An even better boon to consumers in general, in or out of the housing market, would be to put the National Association of Realtors out of the bribery business. The NAR issues vague platitudes about consumers, but its actual objective is to churn the real estate market in order to generate economically-unjustified transactions for its broker members. Taxes up, taxes down, tax credits here, new penalties there. None of it means anything except to jerk consumers around, rushing to buy before this incentive lapses, rushing to sell while that one is still in effect. The NAR is a criminal conspiracy against consumers. Our present economic nightmare is the fault of the NAR and its systemic bribery more than any other factor.
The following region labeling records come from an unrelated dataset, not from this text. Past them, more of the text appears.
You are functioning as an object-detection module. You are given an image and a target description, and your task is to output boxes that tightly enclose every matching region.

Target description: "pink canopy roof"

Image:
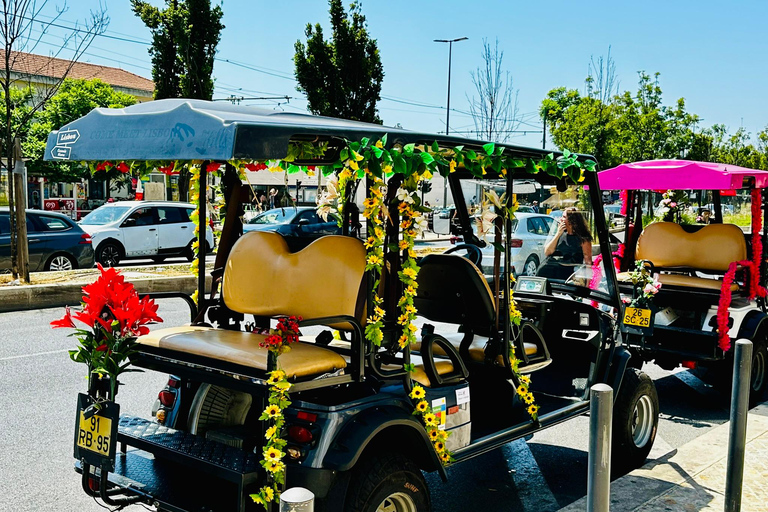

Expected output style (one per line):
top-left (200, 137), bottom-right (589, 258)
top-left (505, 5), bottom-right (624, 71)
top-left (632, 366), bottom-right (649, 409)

None of these things will happen any time soon, of course, and the issue that matters most to Americans is runaway government. The NAR couldn’t destroy the hosing market with bribes if the government had not usurped the power necessary to push innocent people around at gunpoint. But if we can’t dial the government all the way back to 1776, nor even back to 1789, it were well, at the least, to get government out of the real estate business altogether. Governments should never compete with private enterprise, but the intrusion of micro-managing government into every aspect of both real estate development and transportation has been an undiluted disaster. True environmentalism begins only by eliminating the force that is most persistently damaging to the earth: The state.

Five truly important issue are more than plenty. It’s sad to say it, but just about every business in the United States is at war with the consumer right now, and in league with the state. But our business is the worst among all of them, the first of the criminal conspiracies against innocent buyers and sellers, and the parasitic business that taught all the other Rotarian Socialists how to elbow their way up to the welfare trough.

If we’re looking for an issue that will really matter to the real estate business, and really matter to America, here it is: Until we embrace capitalism — actual, enduring freedom from pushing people around by force or being pushed around by them — we are the disease, not the cure.